As we can see in the graph below, with the largest base, no prise that model’s event count is way more than the other two types of the facilities.

library(ggplot2)

g<-ggplot(df, aes(Discharge.Activation.Type,Event.Count))+
  geom_bar(stat = "identity", color = "pink")+
  ggtitle("Overflow Event Count per Type")+ xlab("Discharge Activation Type") + ylab("Event Count") +
  theme_grey()
g
## Warning: Removed 4 rows containing missing values (position_stack).

## Relationship between number of permitted outfalls and outfall event counts The second chart shows us the number of permitted outfalls and the actual outfall events. Although there’re some outliers with low permitted number but high outfall numbers, from the lm line we can tell that they’re basically showing a positive relationship.

g2<-ggplot(df, aes(Number.of.Permitted.Outfalls,Event.Count))+
  geom_point(alpha = "0.5", color = "red")+
  geom_smooth(method ="lm")+
  coord_cartesian() + scale_color_gradient() +
  ggtitle("Relationship between number of permitted outfalls and outfall event counts")+ xlab("Number of Permitted Outfalls") + ylab("Event Count") +
  theme_grey()
g2
## Don't know how to automatically pick scale for object of type labelled/integer. Defaulting to continuous.
## Warning: Removed 4 rows containing non-finite values (stat_smooth).
## Warning: Removed 4 rows containing missing values (geom_point).

Relationship between outfall event counts and estimated obesity population

With demographic information included, I was curious to see if those variables are big influencers to the outfalls number.

#obesity
g3<-ggplot(df, aes(Est_Count_Obese,Event.Count))+
  geom_point(alpha = "0.5", color = "green")+
  geom_smooth(method ="lm")+
  coord_cartesian() + scale_color_gradient() +
  ggtitle("Relationship between outfall event counts and estimated obesity population")+ xlab("Estimiated Obesity Population") + ylab("Event Count") +
  theme_grey()
g3 + annotate("text", x = 250000, y = 100000, label = "positive relationship")
## Don't know how to automatically pick scale for object of type labelled/integer. Defaulting to continuous.
## Warning: Removed 4 rows containing non-finite values (stat_smooth).
## Warning: Removed 4 rows containing missing values (geom_point).

#education: highschool
df$percentage_HS <- df$TotalHighSchGrad/df$PopAged18to24
g4<-ggplot(df, aes(percentage_HS,Event.Count))+
  geom_point(alpha = "0.5", color = "green")+
  geom_smooth(method ="lm")+
  coord_cartesian() + scale_color_gradient() +
  ggtitle("Hign Shcool Graduate")+ xlab("Bachelor or Higher") + ylab("Event Count") +
  theme_grey()
g4
## Don't know how to automatically pick scale for object of type labelled/integer. Defaulting to continuous.
## Warning: Removed 4 rows containing non-finite values (stat_smooth).

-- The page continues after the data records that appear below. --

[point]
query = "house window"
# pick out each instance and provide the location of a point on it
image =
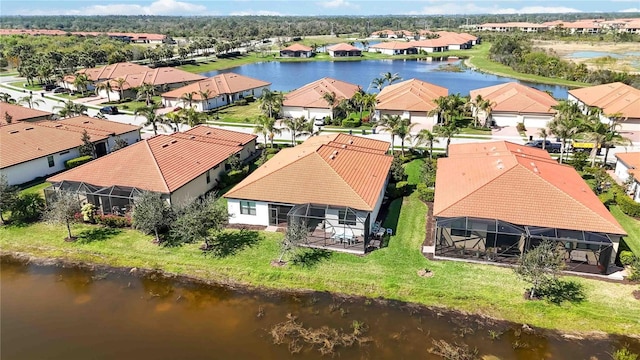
(247, 207)
(346, 217)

## Warning: Removed 4 rows containing missing values (geom_point).

#education: bachelor or higher
df$percentage_BH <- df$Total_BachelorOrHigher/df$PopAged18to24
g5<-ggplot(df, aes(percentage_BH,Event.Count))+
  geom_point(alpha = "0.5", color = "green")+
  geom_smooth(method ="lm")+
  coord_cartesian() + scale_color_gradient() +
  ggtitle("Bachelor or Higher")+ xlab("Bachelor or Higher") + ylab("Event Count") +
  theme_grey()
g5
## Don't know how to automatically pick scale for object of type labelled/integer. Defaulting to continuous.
## Warning: Removed 4 rows containing non-finite values (stat_smooth).

## Warning: Removed 4 rows containing missing values (geom_point).